Mrs. Marie Lewis: My Mama

by Rev. Theresa Nance

There isn’t a week that goes by that I don’t think about my mother. Her name was Marie Lewis and her skills for getting through the day-to-day minefields of life were admirable. I have written about my mother in this column for many years for Mother’s Day and there is still more to write.

May is the month designated as Mother’s Day. There are women who have babies and then there are mothers. Mine, thank God, was the latter. Perfect, she wasn’t. Committed she was.

She would say repeatedly, “I don’t care what you think you look like, you’re either going to school or you’re going to work.” End of story. I was a pretty cute kid but mother understood that the outward appearance fades and you must be able to get through life using your brain, not just your pancake makeup. Shout out to a wise mom!

Her mantra for a racist world was this, “You might have to give 90 percent. The other guy/gal might have to give 50 percent. If that’s how the odds are stacked against you…so what!”

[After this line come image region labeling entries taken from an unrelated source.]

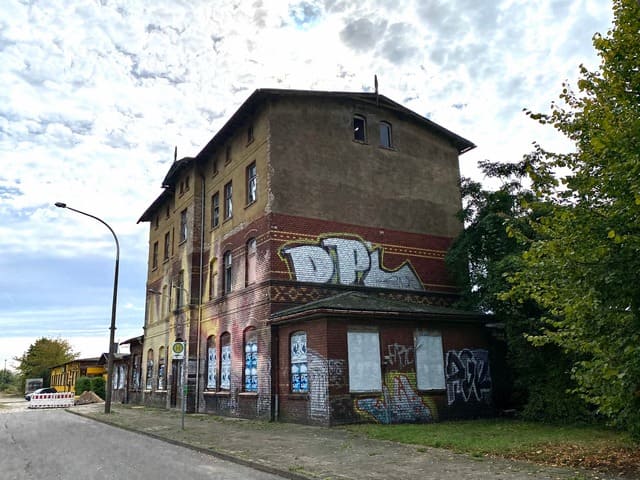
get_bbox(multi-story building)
[140,89,491,425]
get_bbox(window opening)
[246,238,257,285]
[380,122,393,148]
[353,115,367,143]
[244,330,258,392]
[224,182,233,220]
[347,332,382,392]
[415,331,446,390]
[222,251,233,293]
[211,192,220,228]
[247,162,258,205]
[291,332,309,393]
[180,208,188,242]
[145,350,153,390]
[220,333,231,390]
[207,336,218,390]
[158,347,166,390]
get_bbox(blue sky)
[0,0,612,366]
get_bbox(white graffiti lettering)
[282,237,424,290]
[384,343,414,369]
[446,348,491,405]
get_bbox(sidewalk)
[68,403,619,480]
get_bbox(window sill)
[287,392,309,400]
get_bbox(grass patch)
[344,419,640,475]
[347,419,631,455]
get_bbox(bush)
[91,377,105,399]
[76,377,91,395]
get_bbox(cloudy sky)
[0,0,612,366]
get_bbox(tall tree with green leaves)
[503,0,640,438]
[446,162,591,422]
[14,337,78,386]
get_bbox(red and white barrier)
[29,392,75,408]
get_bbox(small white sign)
[171,342,185,360]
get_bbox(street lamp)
[55,202,120,413]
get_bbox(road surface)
[0,400,282,480]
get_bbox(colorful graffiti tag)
[355,372,435,424]
[281,237,424,290]
[446,348,491,405]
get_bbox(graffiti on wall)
[280,237,424,290]
[355,372,434,424]
[446,348,491,405]
[307,349,329,419]
[384,343,415,370]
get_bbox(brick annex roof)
[271,291,492,323]
[137,88,476,223]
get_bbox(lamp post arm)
[55,202,120,413]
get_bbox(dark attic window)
[353,115,367,143]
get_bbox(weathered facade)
[136,90,491,425]
[51,357,107,393]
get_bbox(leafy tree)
[14,337,78,386]
[447,162,590,422]
[0,368,16,392]
[503,0,640,438]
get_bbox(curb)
[65,408,318,480]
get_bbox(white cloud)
[0,0,611,352]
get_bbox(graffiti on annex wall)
[355,372,435,424]
[446,348,491,405]
[280,236,424,290]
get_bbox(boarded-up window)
[220,333,231,390]
[291,332,309,393]
[415,331,445,390]
[347,332,382,392]
[207,336,218,390]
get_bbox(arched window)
[246,238,256,285]
[222,250,233,293]
[145,349,153,390]
[244,328,258,392]
[353,115,367,143]
[290,332,309,393]
[131,353,142,390]
[380,122,393,148]
[207,335,218,390]
[220,333,231,390]
[158,347,167,390]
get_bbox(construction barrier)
[29,392,74,408]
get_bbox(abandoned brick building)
[135,89,492,425]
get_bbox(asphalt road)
[0,401,282,480]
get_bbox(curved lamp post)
[55,202,120,413]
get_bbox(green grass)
[345,419,631,456]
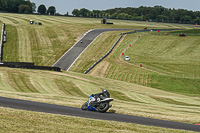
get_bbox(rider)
[92,89,110,99]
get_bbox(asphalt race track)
[53,29,131,71]
[0,97,200,132]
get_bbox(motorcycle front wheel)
[81,102,88,110]
[97,102,109,113]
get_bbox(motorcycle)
[81,95,114,113]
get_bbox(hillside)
[0,13,194,66]
[70,30,200,96]
[0,13,200,132]
[0,68,200,123]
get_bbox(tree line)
[0,0,36,14]
[72,6,200,24]
[0,0,56,15]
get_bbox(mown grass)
[0,13,200,132]
[0,13,195,66]
[82,30,200,96]
[0,107,192,133]
[0,68,200,123]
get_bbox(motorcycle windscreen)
[87,105,96,111]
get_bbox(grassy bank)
[0,13,194,66]
[0,108,192,133]
[79,30,200,96]
[0,68,200,123]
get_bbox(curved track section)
[0,97,200,132]
[53,29,132,71]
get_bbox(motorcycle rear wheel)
[81,102,88,110]
[97,102,110,113]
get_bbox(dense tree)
[0,0,35,13]
[72,9,80,17]
[72,6,200,24]
[47,6,56,15]
[37,4,47,14]
[19,5,31,14]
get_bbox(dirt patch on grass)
[90,61,110,77]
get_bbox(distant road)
[0,97,200,132]
[53,29,132,71]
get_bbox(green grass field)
[72,30,200,96]
[0,108,194,133]
[0,68,200,123]
[0,13,200,132]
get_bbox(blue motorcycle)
[81,95,114,113]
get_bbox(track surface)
[53,29,131,71]
[0,97,200,132]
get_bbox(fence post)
[0,24,5,63]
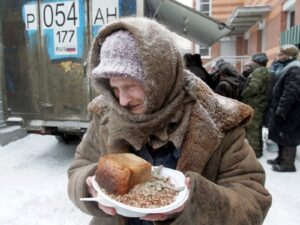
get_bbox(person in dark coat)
[242,52,269,158]
[242,60,255,79]
[267,45,300,172]
[215,62,240,100]
[183,53,211,87]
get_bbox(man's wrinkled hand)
[86,177,116,216]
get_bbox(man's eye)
[113,88,119,95]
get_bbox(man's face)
[109,77,145,114]
[278,52,289,62]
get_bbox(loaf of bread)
[96,153,152,195]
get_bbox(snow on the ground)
[0,134,300,225]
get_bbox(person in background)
[183,53,210,86]
[68,18,271,225]
[242,60,255,79]
[208,58,225,90]
[267,45,300,172]
[242,52,269,158]
[215,61,246,100]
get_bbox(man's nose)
[119,91,130,106]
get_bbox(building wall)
[204,0,300,66]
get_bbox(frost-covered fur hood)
[88,17,184,112]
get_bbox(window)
[287,11,295,28]
[199,0,211,16]
[196,0,211,58]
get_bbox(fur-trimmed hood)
[88,17,184,113]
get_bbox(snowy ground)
[0,134,300,225]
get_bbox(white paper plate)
[83,167,189,217]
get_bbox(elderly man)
[68,18,271,225]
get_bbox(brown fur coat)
[68,76,271,225]
[68,18,271,225]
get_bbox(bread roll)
[96,153,152,195]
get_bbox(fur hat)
[92,30,145,83]
[280,44,299,58]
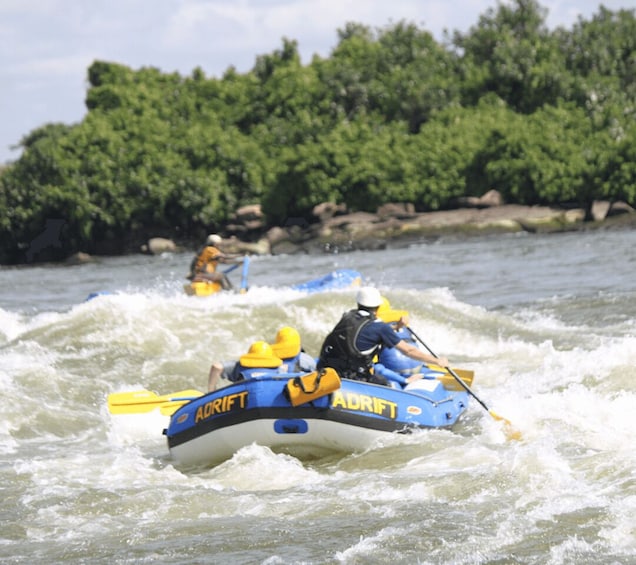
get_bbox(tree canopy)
[0,0,636,263]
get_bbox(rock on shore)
[142,191,636,255]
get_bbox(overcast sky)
[0,0,636,164]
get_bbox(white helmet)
[356,286,382,308]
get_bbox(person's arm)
[395,339,448,367]
[373,363,408,386]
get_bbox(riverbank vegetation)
[0,0,636,263]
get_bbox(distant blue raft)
[292,269,362,293]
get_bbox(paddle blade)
[488,410,523,441]
[108,389,203,414]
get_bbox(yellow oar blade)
[108,389,203,414]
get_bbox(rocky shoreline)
[143,191,636,255]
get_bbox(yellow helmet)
[239,341,283,369]
[377,296,409,324]
[272,326,300,359]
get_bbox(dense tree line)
[0,0,636,263]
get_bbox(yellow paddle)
[108,390,203,416]
[426,363,475,390]
[406,326,521,440]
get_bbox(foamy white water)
[0,231,636,564]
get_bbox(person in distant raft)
[186,233,243,290]
[318,287,448,386]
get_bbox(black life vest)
[318,310,381,380]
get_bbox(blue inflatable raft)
[164,368,472,466]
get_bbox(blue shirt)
[356,318,402,352]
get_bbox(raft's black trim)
[167,407,434,448]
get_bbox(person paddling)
[186,233,243,290]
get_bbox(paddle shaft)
[237,255,250,293]
[406,326,491,412]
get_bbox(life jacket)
[318,310,381,380]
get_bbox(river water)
[0,231,636,565]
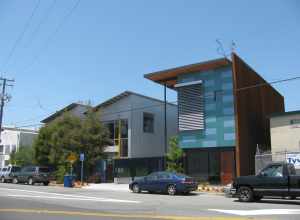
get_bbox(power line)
[26,0,57,46]
[8,76,300,129]
[235,76,300,92]
[24,0,81,71]
[0,0,41,71]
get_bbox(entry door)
[221,151,234,185]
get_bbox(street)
[0,184,300,220]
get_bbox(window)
[11,144,17,152]
[262,165,283,177]
[4,145,10,154]
[105,119,128,157]
[158,173,171,180]
[177,83,204,131]
[291,119,300,125]
[143,112,154,133]
[39,167,50,173]
[147,173,158,181]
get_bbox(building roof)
[41,103,89,123]
[3,127,38,134]
[144,58,231,88]
[269,110,300,118]
[93,91,176,111]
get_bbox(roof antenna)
[216,39,236,60]
[230,40,236,53]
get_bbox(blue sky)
[0,0,300,126]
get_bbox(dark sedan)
[129,172,198,195]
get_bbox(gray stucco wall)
[100,94,177,158]
[130,95,177,157]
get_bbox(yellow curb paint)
[0,209,250,220]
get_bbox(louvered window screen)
[177,83,204,131]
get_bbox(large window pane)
[143,112,154,133]
[121,120,128,138]
[209,151,220,183]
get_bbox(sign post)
[67,153,77,176]
[79,153,84,186]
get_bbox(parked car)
[129,172,198,195]
[0,167,7,180]
[231,162,300,202]
[0,166,21,183]
[13,166,50,186]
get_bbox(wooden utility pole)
[0,77,14,143]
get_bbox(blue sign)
[79,153,84,161]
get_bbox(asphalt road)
[0,184,300,220]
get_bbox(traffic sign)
[79,153,84,161]
[67,153,77,163]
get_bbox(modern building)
[145,53,284,184]
[94,91,177,182]
[42,91,177,181]
[41,103,89,124]
[0,127,38,167]
[270,111,300,153]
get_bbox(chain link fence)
[255,151,300,175]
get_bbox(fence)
[255,151,300,174]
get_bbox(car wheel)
[253,196,262,202]
[132,184,141,193]
[12,177,18,184]
[167,185,176,196]
[27,177,34,185]
[239,187,253,202]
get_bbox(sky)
[0,0,300,126]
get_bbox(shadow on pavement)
[234,198,300,205]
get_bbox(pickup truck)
[231,162,300,202]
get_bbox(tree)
[9,146,34,166]
[167,136,184,172]
[34,110,109,181]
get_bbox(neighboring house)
[0,127,38,167]
[41,103,89,124]
[270,111,300,153]
[94,91,177,180]
[145,53,284,184]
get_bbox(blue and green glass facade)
[177,66,235,149]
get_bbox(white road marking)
[6,195,139,203]
[209,209,300,216]
[0,188,141,203]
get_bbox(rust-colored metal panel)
[221,151,234,185]
[232,53,284,176]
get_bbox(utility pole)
[0,77,15,143]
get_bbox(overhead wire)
[0,0,41,72]
[24,0,81,71]
[10,76,300,127]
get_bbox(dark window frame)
[143,112,155,134]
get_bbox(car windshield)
[175,173,188,178]
[11,167,21,172]
[39,167,50,173]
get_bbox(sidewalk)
[82,183,130,192]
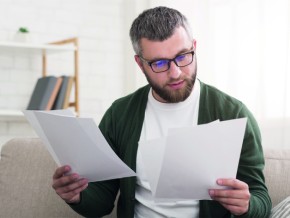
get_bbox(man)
[53,7,271,218]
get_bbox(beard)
[144,68,197,103]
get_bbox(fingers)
[53,166,71,179]
[52,166,88,203]
[209,179,251,215]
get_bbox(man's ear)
[134,55,144,72]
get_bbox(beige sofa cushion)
[0,139,80,218]
[264,148,290,207]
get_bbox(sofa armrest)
[264,148,290,207]
[0,138,80,217]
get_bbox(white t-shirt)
[135,80,200,218]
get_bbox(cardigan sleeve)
[233,106,272,218]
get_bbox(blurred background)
[0,0,290,147]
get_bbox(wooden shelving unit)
[0,38,79,121]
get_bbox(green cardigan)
[70,82,271,218]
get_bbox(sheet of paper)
[141,118,246,201]
[25,111,135,182]
[22,109,74,166]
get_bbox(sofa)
[0,138,290,218]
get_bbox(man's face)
[135,27,196,103]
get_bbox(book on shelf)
[27,76,62,110]
[52,76,74,110]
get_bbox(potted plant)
[14,27,30,42]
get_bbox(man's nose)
[169,61,182,79]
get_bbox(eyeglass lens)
[150,52,193,73]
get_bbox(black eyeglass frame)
[139,50,195,73]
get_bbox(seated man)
[53,7,271,218]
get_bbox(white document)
[24,110,136,182]
[139,118,247,201]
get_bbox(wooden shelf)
[0,38,79,117]
[0,41,77,52]
[0,109,26,122]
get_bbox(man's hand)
[52,166,88,203]
[209,179,251,216]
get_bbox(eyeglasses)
[139,51,194,73]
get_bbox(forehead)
[140,27,193,60]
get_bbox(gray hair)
[130,7,192,55]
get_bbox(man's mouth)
[168,80,185,90]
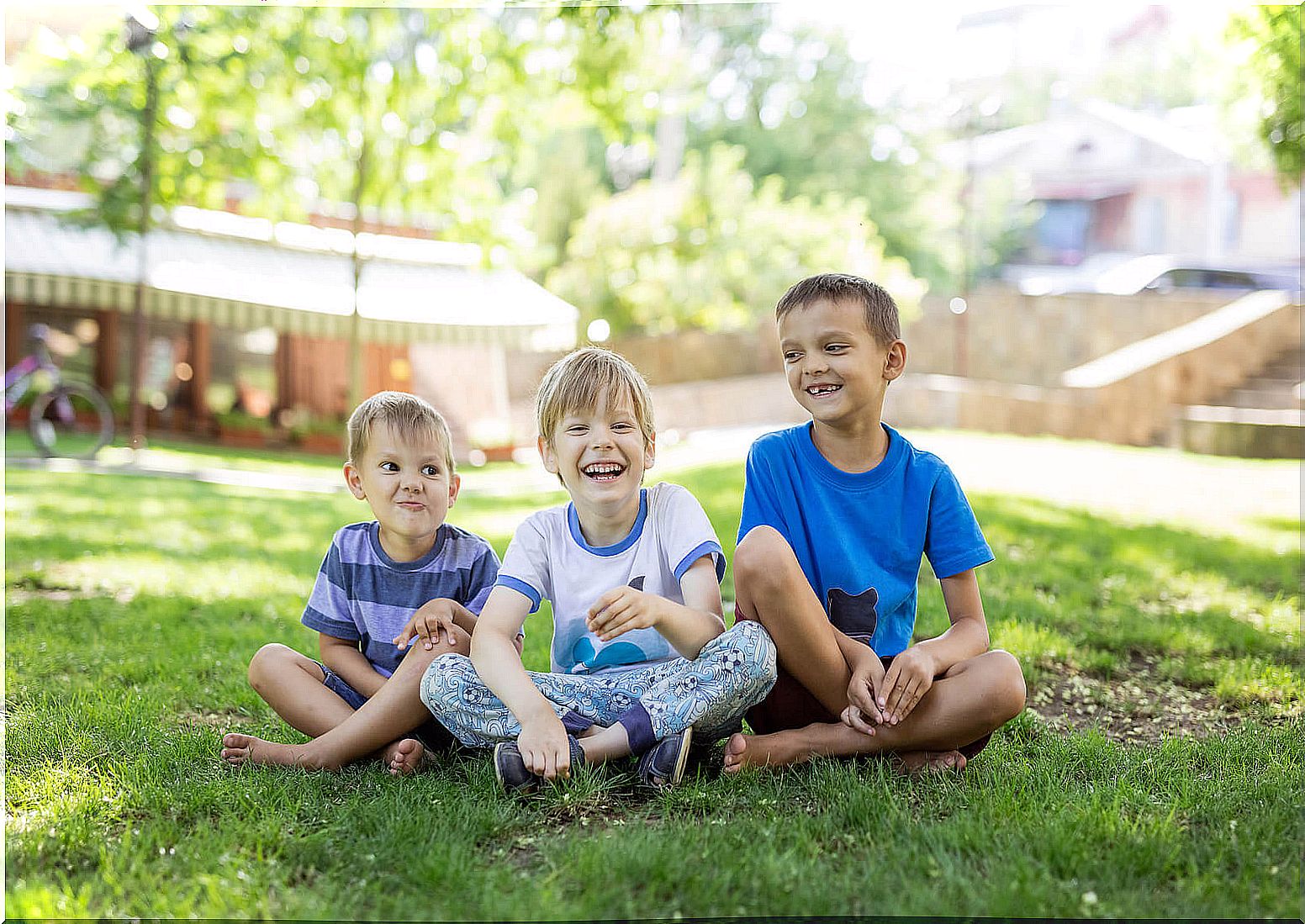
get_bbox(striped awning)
[5,187,579,350]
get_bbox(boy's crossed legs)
[222,626,471,774]
[421,624,775,763]
[724,526,1024,771]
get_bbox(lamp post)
[124,8,159,449]
[948,94,1001,378]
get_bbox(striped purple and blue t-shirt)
[302,520,499,678]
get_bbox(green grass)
[5,454,1305,919]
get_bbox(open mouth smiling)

During the last four or five years of her life, she was plagued with dementia, a most insidious disease. So, the woman I had known to be a fabulous dresser (size 12 to the very end) had to be treated like a child to prevent her from putting on a wool dress in the heat of summer. I bathed her, rubbed her feet with baby oil before she went to bed, and grabbed her hand when we crossed the street because the roles had reversed and I became Mama. As painful as it was to watch her grapple with her memory loss, we probably became closer during that period of her life than at any other time.

You see, she was so gosh-darn independent and so was I. We both led our lives not necessarily separately but not always together either. It was now I who bought her a Dairy Queen ice cream cone after an afternoon ride and made sure she had on the proper undergarments when incontinence engulfed her body.

It was my reasonable service. I gladly did this for a woman who stood on her feet 6 days a week in a factory to help my father buy a home that gave me my own bedroom. This was the woman who allowed me to get behind the wheel of her car when I was a teenager and coming out the driveway, I hit a parked car. She said, “Move over.” And, when the police came she told them she was behind the wheel.

She had impeccable taste, immeasurable courage and an immaculate home. My mother, Mrs. Marie Lewis. Birthplace: Saluda, South Carolina. Spiritual background: Christian. Name most often called: Mama.